An editorial in this weeks BMJ asks should it be available?

In the Netherlands, about 200,000 live births occur annually; of these, 10-20 babies mostly with severe congenital malformations are thought to be actively killed. Yet between 1997 and 2004 only 22 such deaths were reported to the authorities, writes Kate Costeloe, Professor of Paediatrics at the University of London.

To regulate neonatal euthanasia, clinicians in the Netherlands have argued that all cases should be reported and they have developed guidance which defines criteria that must be fulfilled before euthanasia can be considered. Doctors who follow this guidance are not guaranteed freedom from prosecution, but to date no paediatrician in the Netherlands has been prosecuted.

In UK law, the fetus becomes a legal entity only at the moment of birth. Because of this, the Royal College of Obstetricians and Gynaecologists can recommend that late termination of pregnancy for fetal anomaly should be preceded by feticide, but any clinician who injected a similar severely malformed newborn baby with potassium chloride moments after birth would be guilty of murder.

The report of the Nuffield Council of Bioethics, published after widespread consultation in November 2006, unreservedly rejected the possibility of neonatal euthanasia in the context of UK practice even when life is intolerable.

One of the reasons the UK is resistant to adopting the Dutch recommendations is that active killing as a therapeutic option is seen as a slippery slope towards its wider use, she says, although some reject this argument.

Another reason is the fear that active killing may have a negative impact on the psychology of professional staff, and that parents may feel p ressured to accept the option of euthanasia so that they do not become a burden on medical and social services.

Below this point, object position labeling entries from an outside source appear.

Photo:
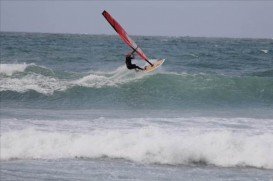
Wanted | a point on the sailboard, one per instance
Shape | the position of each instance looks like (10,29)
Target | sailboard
(125,37)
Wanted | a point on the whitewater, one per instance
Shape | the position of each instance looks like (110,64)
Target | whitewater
(70,110)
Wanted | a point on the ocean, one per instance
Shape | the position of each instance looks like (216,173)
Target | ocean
(70,110)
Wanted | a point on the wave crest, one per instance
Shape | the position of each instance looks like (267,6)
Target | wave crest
(145,145)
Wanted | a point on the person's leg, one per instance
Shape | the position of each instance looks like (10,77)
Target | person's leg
(137,67)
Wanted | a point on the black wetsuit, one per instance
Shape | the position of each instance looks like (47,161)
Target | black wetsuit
(130,65)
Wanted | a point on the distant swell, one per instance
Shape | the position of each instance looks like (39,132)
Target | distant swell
(124,87)
(145,145)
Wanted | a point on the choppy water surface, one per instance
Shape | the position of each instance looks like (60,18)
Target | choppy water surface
(71,110)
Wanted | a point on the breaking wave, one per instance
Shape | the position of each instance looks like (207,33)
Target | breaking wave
(128,87)
(144,145)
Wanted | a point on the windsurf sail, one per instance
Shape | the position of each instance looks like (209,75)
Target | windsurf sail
(124,36)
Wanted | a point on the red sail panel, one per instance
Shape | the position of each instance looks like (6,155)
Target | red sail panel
(123,35)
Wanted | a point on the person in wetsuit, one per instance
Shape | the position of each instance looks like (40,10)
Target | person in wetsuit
(129,64)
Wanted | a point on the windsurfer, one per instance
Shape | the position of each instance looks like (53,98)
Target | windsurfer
(129,64)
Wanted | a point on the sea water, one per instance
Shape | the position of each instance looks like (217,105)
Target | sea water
(70,110)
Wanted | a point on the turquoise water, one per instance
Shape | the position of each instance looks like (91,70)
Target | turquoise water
(69,99)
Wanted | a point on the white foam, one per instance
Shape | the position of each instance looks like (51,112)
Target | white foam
(36,82)
(144,145)
(265,51)
(48,85)
(9,69)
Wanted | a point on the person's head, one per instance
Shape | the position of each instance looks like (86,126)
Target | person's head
(130,55)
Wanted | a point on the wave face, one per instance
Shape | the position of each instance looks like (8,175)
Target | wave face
(51,70)
(70,96)
(29,82)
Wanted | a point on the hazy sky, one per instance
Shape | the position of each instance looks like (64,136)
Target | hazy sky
(172,18)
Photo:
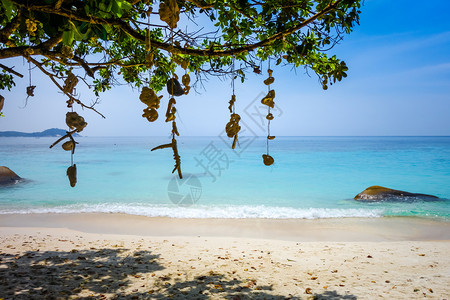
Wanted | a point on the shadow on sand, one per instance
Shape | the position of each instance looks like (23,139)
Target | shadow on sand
(119,274)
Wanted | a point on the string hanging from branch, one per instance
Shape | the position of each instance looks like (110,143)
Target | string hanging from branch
(268,101)
(169,13)
(76,124)
(232,128)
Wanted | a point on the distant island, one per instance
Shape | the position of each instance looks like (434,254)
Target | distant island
(53,132)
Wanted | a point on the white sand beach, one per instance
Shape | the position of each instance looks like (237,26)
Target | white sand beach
(108,256)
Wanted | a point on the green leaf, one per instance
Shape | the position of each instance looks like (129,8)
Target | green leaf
(68,37)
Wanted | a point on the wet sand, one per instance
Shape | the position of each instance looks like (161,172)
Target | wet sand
(107,256)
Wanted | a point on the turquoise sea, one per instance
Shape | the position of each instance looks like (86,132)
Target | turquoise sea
(312,177)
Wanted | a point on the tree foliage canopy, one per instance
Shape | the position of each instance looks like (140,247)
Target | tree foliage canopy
(141,42)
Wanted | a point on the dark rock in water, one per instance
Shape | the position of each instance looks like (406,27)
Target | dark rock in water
(174,87)
(379,193)
(7,176)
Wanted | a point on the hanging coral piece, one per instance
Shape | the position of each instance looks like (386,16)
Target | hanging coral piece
(268,101)
(267,159)
(72,174)
(170,116)
(232,128)
(75,121)
(30,90)
(149,97)
(70,83)
(174,87)
(169,12)
(2,100)
(68,146)
(186,80)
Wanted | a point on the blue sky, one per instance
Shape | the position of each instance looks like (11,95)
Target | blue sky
(398,84)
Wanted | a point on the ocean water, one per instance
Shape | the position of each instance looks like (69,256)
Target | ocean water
(312,177)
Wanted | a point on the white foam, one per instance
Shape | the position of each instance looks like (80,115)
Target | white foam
(204,212)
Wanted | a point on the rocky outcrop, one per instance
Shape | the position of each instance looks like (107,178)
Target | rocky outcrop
(7,176)
(379,193)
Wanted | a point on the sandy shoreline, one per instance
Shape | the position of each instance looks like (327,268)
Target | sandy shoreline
(103,256)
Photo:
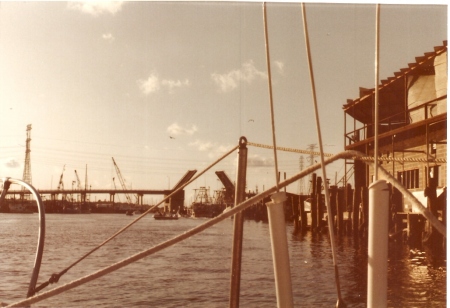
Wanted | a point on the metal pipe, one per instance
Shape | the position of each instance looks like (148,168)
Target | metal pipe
(41,235)
(238,231)
(280,253)
(377,59)
(378,244)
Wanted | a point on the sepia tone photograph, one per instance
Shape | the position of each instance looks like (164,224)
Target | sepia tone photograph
(223,154)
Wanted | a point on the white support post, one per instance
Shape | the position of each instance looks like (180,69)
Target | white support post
(280,253)
(378,244)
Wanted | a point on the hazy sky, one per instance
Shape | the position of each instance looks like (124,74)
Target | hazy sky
(164,87)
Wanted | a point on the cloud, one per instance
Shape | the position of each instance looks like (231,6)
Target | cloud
(214,149)
(280,66)
(12,163)
(96,8)
(175,130)
(256,160)
(231,80)
(153,84)
(150,85)
(108,37)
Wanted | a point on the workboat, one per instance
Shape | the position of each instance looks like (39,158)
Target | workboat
(377,198)
(165,216)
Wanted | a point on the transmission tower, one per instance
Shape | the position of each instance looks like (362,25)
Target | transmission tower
(27,166)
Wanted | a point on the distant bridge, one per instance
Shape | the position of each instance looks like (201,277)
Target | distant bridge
(112,192)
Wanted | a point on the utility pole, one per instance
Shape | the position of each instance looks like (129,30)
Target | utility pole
(27,165)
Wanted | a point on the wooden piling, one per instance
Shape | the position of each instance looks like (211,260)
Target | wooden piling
(319,202)
(340,202)
(333,198)
(349,206)
(295,214)
(356,208)
(313,203)
(363,228)
(303,214)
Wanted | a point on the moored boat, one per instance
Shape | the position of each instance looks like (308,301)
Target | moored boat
(165,216)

Acts by neonatologists in the UK undertaken with the purpose of ending life seem to be rare, and guidance provided by the Royal College of Paediatrics and Child Health around end of life decisions has provided a framework within which UK neonatologists feel comfortable.

The availability of active euthanasia as a therapeutic option would undermine this progress and be a step backwards, she says.

However, we must look at how to provide for babies who might be candidates for euthanasia elsewhere in the world. Sadly, too often, parents have to battle for essential services that ensure the best outcome for their disabled child, and that also make their own lives more tolerable, she concludes.